08/02/05

PENSAR - 3



A CHAMA DUPLA


«O acaso objectivo, tal como Breton o expõe, apresenta-se como outra explicação do enigma da atracção amorosa. Como as outras -- a bebida mágica, a influência dos astros ou as tendências infantis da psicanálise-- deixa intacto o outro mistério, o fundamental: a conjunção entre destino e liberdade. Acidente ou destino, acaso ou predestinação, para que a relação se realize precisa da cumplicidade da nossa vontade. O amor, qualquer amor, implica um sacrifício; contudo, sabendo isto, escolhemos sem pestanejar esse sacrifício.
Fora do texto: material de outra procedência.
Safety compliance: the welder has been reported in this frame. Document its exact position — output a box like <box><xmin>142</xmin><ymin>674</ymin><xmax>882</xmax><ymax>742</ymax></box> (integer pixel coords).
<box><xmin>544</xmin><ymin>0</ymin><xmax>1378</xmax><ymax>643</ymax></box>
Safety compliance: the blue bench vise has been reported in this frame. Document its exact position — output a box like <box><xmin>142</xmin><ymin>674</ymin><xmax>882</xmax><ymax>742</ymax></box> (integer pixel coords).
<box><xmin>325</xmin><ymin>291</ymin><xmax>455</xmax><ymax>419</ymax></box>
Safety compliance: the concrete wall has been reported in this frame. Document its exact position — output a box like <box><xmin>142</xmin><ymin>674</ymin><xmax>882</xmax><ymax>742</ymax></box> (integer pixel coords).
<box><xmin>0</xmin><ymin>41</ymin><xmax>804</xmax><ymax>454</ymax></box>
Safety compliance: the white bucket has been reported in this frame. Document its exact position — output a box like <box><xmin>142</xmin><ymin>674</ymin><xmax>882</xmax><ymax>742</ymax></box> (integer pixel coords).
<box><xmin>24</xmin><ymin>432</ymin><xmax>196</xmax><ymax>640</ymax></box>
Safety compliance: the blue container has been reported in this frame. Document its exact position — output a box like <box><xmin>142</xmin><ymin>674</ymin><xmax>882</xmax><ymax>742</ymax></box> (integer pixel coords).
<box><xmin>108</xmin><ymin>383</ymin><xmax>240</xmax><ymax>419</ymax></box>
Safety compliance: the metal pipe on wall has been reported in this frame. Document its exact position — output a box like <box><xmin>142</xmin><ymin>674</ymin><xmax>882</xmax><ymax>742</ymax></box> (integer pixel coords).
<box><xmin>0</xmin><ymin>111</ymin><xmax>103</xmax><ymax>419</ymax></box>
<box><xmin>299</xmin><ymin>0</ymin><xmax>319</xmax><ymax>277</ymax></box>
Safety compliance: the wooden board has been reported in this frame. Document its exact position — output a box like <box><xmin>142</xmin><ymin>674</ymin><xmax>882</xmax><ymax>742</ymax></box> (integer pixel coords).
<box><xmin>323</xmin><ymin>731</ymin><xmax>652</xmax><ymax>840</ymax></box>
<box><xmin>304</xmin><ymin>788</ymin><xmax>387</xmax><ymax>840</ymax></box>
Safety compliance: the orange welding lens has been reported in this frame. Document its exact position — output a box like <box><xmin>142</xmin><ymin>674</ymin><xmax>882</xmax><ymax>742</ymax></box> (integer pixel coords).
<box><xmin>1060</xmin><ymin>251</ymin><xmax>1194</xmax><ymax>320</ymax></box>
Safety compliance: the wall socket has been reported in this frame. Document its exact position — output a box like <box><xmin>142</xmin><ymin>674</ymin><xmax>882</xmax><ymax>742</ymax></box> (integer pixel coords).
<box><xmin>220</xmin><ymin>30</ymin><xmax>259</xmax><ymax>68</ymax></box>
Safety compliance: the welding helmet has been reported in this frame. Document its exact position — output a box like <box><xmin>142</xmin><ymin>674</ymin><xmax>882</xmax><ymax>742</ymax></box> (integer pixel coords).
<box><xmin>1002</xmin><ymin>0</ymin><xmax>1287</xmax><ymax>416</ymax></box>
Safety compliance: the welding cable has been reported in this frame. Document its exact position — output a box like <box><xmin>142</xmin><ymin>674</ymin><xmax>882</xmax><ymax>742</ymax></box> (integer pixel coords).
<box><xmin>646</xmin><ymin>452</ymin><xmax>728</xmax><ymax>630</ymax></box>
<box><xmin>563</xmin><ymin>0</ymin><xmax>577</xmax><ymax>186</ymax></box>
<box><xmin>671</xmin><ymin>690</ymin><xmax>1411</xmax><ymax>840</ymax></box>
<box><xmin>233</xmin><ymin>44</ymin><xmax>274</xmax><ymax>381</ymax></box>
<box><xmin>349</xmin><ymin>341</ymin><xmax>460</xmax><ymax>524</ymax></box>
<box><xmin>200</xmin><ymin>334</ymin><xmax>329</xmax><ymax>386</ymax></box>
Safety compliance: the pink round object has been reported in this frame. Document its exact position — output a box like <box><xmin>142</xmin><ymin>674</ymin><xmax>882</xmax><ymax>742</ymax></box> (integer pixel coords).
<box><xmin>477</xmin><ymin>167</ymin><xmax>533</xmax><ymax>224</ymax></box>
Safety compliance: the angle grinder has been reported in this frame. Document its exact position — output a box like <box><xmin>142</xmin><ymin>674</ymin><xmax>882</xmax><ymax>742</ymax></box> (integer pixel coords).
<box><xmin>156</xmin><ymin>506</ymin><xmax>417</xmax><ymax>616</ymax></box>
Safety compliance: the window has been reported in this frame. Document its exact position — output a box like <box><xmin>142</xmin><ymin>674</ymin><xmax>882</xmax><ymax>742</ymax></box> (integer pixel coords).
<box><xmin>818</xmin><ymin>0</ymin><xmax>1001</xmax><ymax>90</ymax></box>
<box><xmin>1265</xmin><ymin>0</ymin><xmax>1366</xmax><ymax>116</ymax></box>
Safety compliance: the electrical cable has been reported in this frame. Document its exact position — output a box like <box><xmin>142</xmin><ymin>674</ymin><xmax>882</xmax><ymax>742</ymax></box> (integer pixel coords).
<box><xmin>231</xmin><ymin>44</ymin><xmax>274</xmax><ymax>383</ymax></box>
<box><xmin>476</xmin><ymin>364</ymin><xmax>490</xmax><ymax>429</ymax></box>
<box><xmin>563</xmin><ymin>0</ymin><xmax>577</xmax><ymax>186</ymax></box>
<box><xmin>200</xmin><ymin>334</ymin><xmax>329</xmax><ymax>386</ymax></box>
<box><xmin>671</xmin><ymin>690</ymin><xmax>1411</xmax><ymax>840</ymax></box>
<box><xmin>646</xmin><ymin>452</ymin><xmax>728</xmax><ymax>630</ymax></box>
Este é o mistério da liberdade, como admiravelmente o viram os trágicos gregos, os teólogos cristãos e Shakespeare. Também Dante e Cavalcanti pensavam que o amor era um acidente que, graças à nossa liberdade, se transformava numa escolha. Cavalcanti dizia: o amor não é a virtude mas, nascido da perfeição (da pessoa amada), é o que a torna possível. Devo acrescentar que a virtude, seja qual for o sentido que dermos a essa palavra, é primeiro que tudo e sobretudo um acto livre. Em suma, para dizê-lo usando uma enérgica expressão popular: o amor é a liberdade em pessoa. A liberdade encarnada num corpo e numa alma ...»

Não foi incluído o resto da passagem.